数据库查询传统上是在封闭世界假设下运行的,无法回答需要数据库数据以外信息的问题。通过将关系数据库与大型语言模型(LLM)相结合来回答数据库之外的问题,使用 SQL 的混合查询提供了另一种选择。在本文中,我们介绍了首个跨领域基准 SWAN,其中包含四个真实世界数据库中的 120 个数据库外问题。为了利用最先进的语言模型解决 SWAN 中的这些复杂问题,我们提出了混合查询的初步解决方案 HQDL,并讨论了潜在的未来发展方向。我们的评估结果表明,HQDL 使用 GPT-4 Turbo 和少量提示,执行准确率达到了 40.0%,数据真实性达到了 48.2%。这些结果凸显了混合查询的潜力和挑战。我们相信,我们的工作将激励进一步的研究,以创建更高效、更准确的数据系统,无缝集成关系数据库和大型语言模型,解决数据库之外的问题。

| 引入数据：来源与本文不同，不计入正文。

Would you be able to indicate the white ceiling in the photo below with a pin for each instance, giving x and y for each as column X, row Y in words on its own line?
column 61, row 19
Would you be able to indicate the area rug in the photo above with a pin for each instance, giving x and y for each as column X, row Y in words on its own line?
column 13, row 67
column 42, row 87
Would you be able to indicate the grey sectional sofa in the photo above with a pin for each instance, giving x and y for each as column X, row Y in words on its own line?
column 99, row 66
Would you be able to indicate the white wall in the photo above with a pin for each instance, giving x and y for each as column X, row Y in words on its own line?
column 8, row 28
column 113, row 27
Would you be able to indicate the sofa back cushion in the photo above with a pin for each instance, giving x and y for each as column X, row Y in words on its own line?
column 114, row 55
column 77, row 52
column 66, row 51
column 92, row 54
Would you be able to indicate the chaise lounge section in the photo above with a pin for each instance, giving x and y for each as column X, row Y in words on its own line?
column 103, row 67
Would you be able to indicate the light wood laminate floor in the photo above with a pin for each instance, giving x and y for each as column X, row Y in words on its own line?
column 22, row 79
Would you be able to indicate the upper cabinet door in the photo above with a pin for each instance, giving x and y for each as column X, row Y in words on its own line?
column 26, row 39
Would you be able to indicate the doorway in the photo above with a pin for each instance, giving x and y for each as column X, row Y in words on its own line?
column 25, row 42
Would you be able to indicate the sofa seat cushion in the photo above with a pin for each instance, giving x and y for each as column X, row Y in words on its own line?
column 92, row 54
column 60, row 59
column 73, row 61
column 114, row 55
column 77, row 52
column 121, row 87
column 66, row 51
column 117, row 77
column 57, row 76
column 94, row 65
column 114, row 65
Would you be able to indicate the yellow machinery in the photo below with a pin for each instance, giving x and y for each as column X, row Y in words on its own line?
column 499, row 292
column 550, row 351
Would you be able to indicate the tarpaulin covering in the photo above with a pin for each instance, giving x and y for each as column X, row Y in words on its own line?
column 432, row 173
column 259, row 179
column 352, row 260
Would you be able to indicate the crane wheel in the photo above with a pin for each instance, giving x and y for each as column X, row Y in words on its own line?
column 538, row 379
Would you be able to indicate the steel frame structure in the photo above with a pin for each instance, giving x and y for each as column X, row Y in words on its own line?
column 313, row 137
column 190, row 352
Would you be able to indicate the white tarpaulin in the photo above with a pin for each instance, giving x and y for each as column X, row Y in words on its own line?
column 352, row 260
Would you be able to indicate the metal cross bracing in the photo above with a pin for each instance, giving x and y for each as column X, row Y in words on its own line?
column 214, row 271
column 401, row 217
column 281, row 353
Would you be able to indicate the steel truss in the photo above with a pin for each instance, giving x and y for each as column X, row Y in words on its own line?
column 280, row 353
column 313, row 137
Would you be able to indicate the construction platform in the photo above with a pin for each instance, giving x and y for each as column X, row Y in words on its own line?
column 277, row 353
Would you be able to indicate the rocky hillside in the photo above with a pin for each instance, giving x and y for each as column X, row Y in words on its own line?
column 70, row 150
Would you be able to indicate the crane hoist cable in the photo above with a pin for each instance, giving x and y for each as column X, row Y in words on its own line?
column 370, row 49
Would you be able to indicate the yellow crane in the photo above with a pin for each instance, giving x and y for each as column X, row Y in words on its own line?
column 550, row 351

本文章由计算机程序翻译,如有差异,请以英文原文为准。
查看原文
分享 分享
微信好友 朋友圈 QQ好友 复制链接
本刊更多论文
Hybrid Querying Over Relational Databases and Large Language Models
Database queries traditionally operate under the closed-world assumption, providing no answers to questions that require information beyond the data stored in the database. Hybrid querying using SQL offers an alternative by integrating relational databases with large language models (LLMs) to answer beyond-database questions. In this paper, we present the first cross-domain benchmark, SWAN, containing 120 beyond-database questions over four real-world databases. To leverage state-of-the-art language models in addressing these complex questions in SWAN, we present, HQDL, a preliminary solution for hybrid querying, and also discuss potential future directions. Our evaluation demonstrates that HQDL using GPT-4 Turbo with few-shot prompts, achieves 40.0\% in execution accuracy and 48.2\% in data factuality. These results highlights both the potential and challenges for hybrid querying. We believe that our work will inspire further research in creating more efficient and accurate data systems that seamlessly integrate relational databases and large language models to address beyond-database questions.
求助全文
通过发布文献求助,成功后即可免费获取论文全文。 去求助
来源期刊
自引率
0.00%
发文量
0
期刊最新文献
Development of Data Evaluation Benchmark for Data Wrangling Recommendation System Messy Code Makes Managing ML Pipelines Difficult? Just Let LLMs Rewrite the Code! Fast and Adaptive Bulk Loading of Multidimensional Points Matrix Profile for Anomaly Detection on Multidimensional Time Series Extending predictive process monitoring for collaborative processes
×
引用
GB/T 7714-2015
复制
MLA
复制
APA
复制
导出至
BibTeX EndNote RefMan NoteFirst NoteExpress
×
×
提示
您的信息不完整,为了账户安全,请先补充。
现在去补充
×
提示
您因"违规操作"
具体请查看互助需知
我知道了
×
提示
现在去查看 取消
×
提示
确定
0
微信
客服QQ
Book学术公众号 扫码关注我们
反馈
×
意见反馈
请填写您的意见或建议
请填写您的手机或邮箱
已复制链接
已复制链接
快去分享给好友吧!
我知道了
×
扫码分享
扫码分享
Book学术官方微信
Book学术文献互助
Book学术文献互助群
群 号:481959085
Book学术
文献互助 智能选刊 最新文献 互助须知 联系我们:info@booksci.cn
Book学术提供免费学术资源搜索服务,方便国内外学者检索中英文文献。致力于提供最便捷和优质的服务体验。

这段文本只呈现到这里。